Laughing matters

The Comedy Collective

Members of the Comedy Collective perform on the first Friday of every month.

Members of the Comedy Collective perform on the first Friday of every month.

Courtesy/Ryan Golden

The next Comedy Collective show will be Feb. 1 at 6:30 p.m. at the Pioneer Underground, 100 S. Virginia St. Tickets are $12 in advance; $15 at the door. For tickets and information call 686-6610 or visit The troupe is also available for hire for private, customized improv shows and murder mystery dinners.

There’s one in every comedy crowd—a drunk idiot inappropriately shouting random things to the performers. During one winter evening of improv from the Comedy Collective at the Pioneer Underground, that drunk idiot was sitting behind me.

“What’s that sound?” said actor Stacy Johnson, embarking on a scene but managing to address the drunk elephant in the room.

“Oh, that’s just my ringtone,” responded fellow player Ian Sorensen, unfazed but looking pointedly at the audience member. “Let me just mute that.” Amid laughter, Mr. Obnoxious had been effectively, but comedically, shut down.

It’s a move only seasoned improv actors can make. But the Comedy Collective, a troupe formed a year ago by a team of local comedic talents, can handle anything thrown at them—literally and figuratively.

The first Friday of each month at the Pioneer Underground, the troupe offers up a sidesplitting two hours of improvisational games involving some audience prompts and interaction, musical accompaniment and a complete willingness to go anywhere the scene may lead. Upon drawing words and names from a hat (or receiving enthusiastic shouts from audience members), these adept improv actors may be forced on the spot to rap about underwater basket weaving (a golden oldie dredged up by audiences at every show), belt out a gospel tune about squirrels or speak in Australian accents.

Brought together by local writer, director and filmmaker Emily Skyle, whose background includes a decade with renowned sketch comedy teams Second City and iO, the Collective includes Ian Sorensen, local actor and morning radio DJ with 100.1 The X; Stacy Johnson, longtime local improv and theater actor; Derek Sonderfan, a Washoe County employee by day and improv player and musician by night; and a handful of other locally recognizable comedic and acting talents. At any given show, the crew may number anywhere from five to 10.

In an interview over glasses of wine and involving lots of laughs, Johnson, Sorensen, Sonderfan and Skyle admit none of them received any “official” improv training. Rather they fell into it in their individual searches for a creative outlet. Skyle herself admits to being “wrongfully arrogant” when she arrived at a Second City audition. The four all share an important trait: confidence to try this thing that would scare the hell out of most people.

“There’s this terrifying, fabulous adrenaline, and when you kill at improv, and you know it came from absolutely nowhere and all these people are laughing … to me, that is more rewarding than anything I’ve ever done,” Skyle said.

Recalling her first time, Johnson explained she was asked last minute to fill in for a friend who had to bail out of a show. “She was like, ‘Hey, you’re funny, you should do this.’ And I was like, ‘I don’t know what I’m doing,’ and it was the most terrifying thing in the entire world. But the gratification was magical, like, ‘Wow, anything I put out there, these people are going to pick up. They’ve got my back.'”

Good improv, they explained, abides by the sacred rule of “Yes, and.”

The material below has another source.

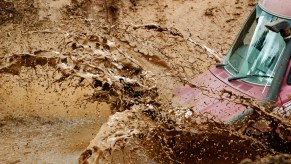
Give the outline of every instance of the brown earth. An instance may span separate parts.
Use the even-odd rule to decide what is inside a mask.
[[[217,63],[255,3],[0,0],[0,162],[77,163],[110,115]]]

“It’s the ultimate form of respect and acknowledgment and collaboration,” Skyle said. “So if Ian comes out and says, “Mom, I got my driver’s license!” my job is to accept that he’s my son because he called me Mom; I am to accept he is 16 years old, and I need to accept that he just got his driver’s license. I’m going to ‘Yes, and’ that by accepting what he says, adding detail and starting a scene. … So, in improv, if I do something wrong, everyone around me will make it a gift and make it look intentional, and it turns into magic. The second you trust, it’s no longer terrifying; in fact, it’s incredibly safe, safer than any other kind of performance.”

Not that they pull any punches or would hesitate to throw each other (playfully) under the bus—like, say, forcing Skyle, who admittedly can’t do an accent, to take on four of them, or abusing Sorensen’s knack for impressions by insisting he play the entire cast of Friends. But they know from their collective wealth of experiences that what they have is golden.

“I’ve been part of four improv troupes, and by far is the most talented group of people I’ve worked with,” Sonderfan said. “And bad improv? If you go to a bad improv show, it’ll be the longest two hours of your life.”

Sorensen cut in, “And that’s if the show’s a half hour."